While the recent decision in Kochanowski v. Township of Bridgewater (decided December 11, 2017) focused on the entitlement of wage loss benefits for a volunteer firefighter, the Court's discussion and analysis provided an excellent summary of the defenses employers have to the demands for temporary disability.
In this case, the petitioner was a volunteer firefighter who sustained multiple fractures on March 6, 2015, when responding to a multi-alarm fire. There is no doubt that her injuries arose out of and during the course of her duties as a volunteer firefighter. In fact, she received medical treatment and a permanency award without dispute. The issue is whether she was entitled to temporary total disability benefits.
The injuries clearly rendered the firefighter temporarily totally disabled. The question was whether she was entitled to wage replacement benefits when at the time of the accident she was not employed in any other capacity. In fact, she had stopped working in 2013 to help her ailing father who has since deceased. She had not looked for any type of work from the time her father passed away until the accident in March 2015. She had been employed as a nanny and certified home health aide in the past, but her license lapsed when her father became ill. Certainly, the facts of the case were extremely sympathetic for this laudable individual. However, the question of the entitlement to temporary total disability benefits is a legal one.
The woman testified that she had been unable to work since the time of her injury. She could not return as a volunteer firefighter and also felt she could not go back to being a nanny or a home health aide due to the nature of her injuries. She pointed out that the statute certainly treats volunteer firefighters with greater deference. For example, regardless of the wages an individual receives at a fulltime job, he or she is entitled to the maximum weekly benefit amount for the year of the injury. Additionally, the statute waives any requirement for the seven-day waiting period for volunteer firefighters. The petitioner argued that to require concurrent employment is contrary to public policy as well as the intent of the legislature.

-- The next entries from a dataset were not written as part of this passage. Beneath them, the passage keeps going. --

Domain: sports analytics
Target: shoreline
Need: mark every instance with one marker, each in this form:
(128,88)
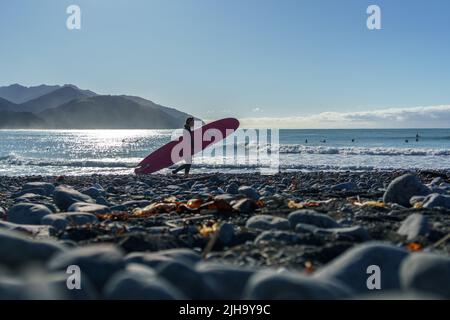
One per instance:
(236,224)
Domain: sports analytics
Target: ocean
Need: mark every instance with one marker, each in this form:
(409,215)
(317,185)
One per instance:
(81,152)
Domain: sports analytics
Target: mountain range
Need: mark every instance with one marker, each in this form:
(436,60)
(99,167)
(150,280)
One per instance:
(69,107)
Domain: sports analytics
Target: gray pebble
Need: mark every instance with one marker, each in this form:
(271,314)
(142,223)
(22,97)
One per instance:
(413,226)
(267,222)
(27,213)
(403,188)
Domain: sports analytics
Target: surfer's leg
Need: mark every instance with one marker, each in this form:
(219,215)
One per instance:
(187,167)
(183,166)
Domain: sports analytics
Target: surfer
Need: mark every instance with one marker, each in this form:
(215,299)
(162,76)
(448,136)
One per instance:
(188,159)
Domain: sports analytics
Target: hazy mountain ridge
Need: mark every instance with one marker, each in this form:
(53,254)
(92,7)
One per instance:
(20,120)
(68,107)
(6,105)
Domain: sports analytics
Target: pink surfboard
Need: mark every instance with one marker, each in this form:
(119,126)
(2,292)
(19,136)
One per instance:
(161,158)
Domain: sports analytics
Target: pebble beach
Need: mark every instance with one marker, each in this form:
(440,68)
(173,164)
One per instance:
(299,235)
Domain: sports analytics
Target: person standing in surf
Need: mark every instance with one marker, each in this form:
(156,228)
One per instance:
(188,158)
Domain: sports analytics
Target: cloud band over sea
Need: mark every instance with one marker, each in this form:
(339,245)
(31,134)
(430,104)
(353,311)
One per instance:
(413,117)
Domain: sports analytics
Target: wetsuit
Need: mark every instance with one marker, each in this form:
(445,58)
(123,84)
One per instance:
(187,166)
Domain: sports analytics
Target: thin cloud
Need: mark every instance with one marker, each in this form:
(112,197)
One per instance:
(416,117)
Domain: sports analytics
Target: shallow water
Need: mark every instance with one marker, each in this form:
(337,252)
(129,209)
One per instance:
(54,152)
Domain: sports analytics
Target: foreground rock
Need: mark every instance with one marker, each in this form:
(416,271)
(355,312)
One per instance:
(403,188)
(289,286)
(97,262)
(186,279)
(413,226)
(88,207)
(428,273)
(60,221)
(227,282)
(131,285)
(351,268)
(28,213)
(156,259)
(436,201)
(48,188)
(313,218)
(267,222)
(64,197)
(16,250)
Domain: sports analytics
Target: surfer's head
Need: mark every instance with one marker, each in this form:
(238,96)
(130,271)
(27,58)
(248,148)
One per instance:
(189,122)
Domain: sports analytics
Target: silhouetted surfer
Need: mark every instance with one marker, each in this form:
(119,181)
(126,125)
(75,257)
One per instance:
(188,159)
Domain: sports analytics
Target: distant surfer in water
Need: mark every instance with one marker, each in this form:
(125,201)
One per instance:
(188,159)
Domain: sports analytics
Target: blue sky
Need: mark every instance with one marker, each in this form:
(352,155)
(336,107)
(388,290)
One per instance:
(256,59)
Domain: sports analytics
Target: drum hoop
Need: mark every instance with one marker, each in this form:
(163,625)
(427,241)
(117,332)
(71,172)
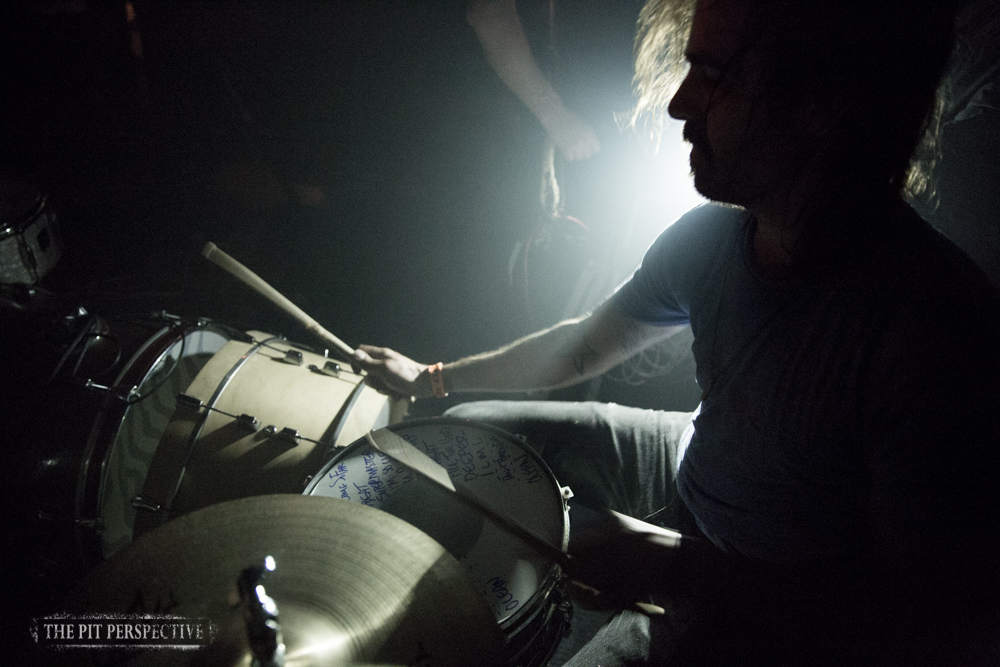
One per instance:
(111,415)
(220,388)
(552,577)
(20,223)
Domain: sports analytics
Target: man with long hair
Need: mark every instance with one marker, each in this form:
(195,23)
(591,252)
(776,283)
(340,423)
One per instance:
(839,471)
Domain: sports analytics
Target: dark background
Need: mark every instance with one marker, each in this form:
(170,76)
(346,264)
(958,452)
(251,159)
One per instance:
(362,157)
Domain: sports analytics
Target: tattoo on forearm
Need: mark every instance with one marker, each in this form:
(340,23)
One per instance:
(631,341)
(580,359)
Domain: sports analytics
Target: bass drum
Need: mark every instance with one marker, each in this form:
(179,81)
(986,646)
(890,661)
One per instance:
(523,589)
(124,433)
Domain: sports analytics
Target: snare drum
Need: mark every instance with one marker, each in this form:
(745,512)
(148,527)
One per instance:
(523,588)
(190,416)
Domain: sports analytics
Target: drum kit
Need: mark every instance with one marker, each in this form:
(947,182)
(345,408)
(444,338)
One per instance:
(190,468)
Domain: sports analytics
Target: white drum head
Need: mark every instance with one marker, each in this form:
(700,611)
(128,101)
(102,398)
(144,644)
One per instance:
(499,469)
(141,428)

Both the Workers' Compensation Judge (WCJ) and the Appellate Court recognized that the Workers' Compensation Act is remedial legislation which is to be liberally construed. Nevertheless, the statute did not call for the payment of wage loss benefits to volunteer firefighters under these circumstances. While there are certainly favorable provisions in the statute for volunteer firefighters, neither the WCJ nor the Appellate Court felt that the basic requirement that there must be wages to replace income was also waived. The Court reviewed the statute and case law noting a number of decisions eliminating the entitlement to wage loss benefits in cases where: the employee had voluntarily terminated their employment; the employee was a 10-month salary teacher who did not work during the summer months; where the petitioner is a college student enrolled in fulltime classes; where the petitioner was not earning wages at the time of a recurrence of disability and had no evidence or proof of the prospects of employment at that time.
Comment: Ordinarily, the aspect of remedial legislation liberally construed to benefit injured workers would result in a favorable decision for the petitioner, especially in a case involving a volunteer firefighter. However, the Court was careful to delineate those provisions specifically designed to be more favorable to firefighters from other sections of the statute and case law, making it clear that temporary disability benefits are not due if there are no actual wages to replace income. While the case focused on a very finite sector of the employment population in New Jersey, the decision itself was wide-ranging and an excellent summary of various scenarios where temporary total disability benefits were denied despite the fact that the individual did remain disabled from employment.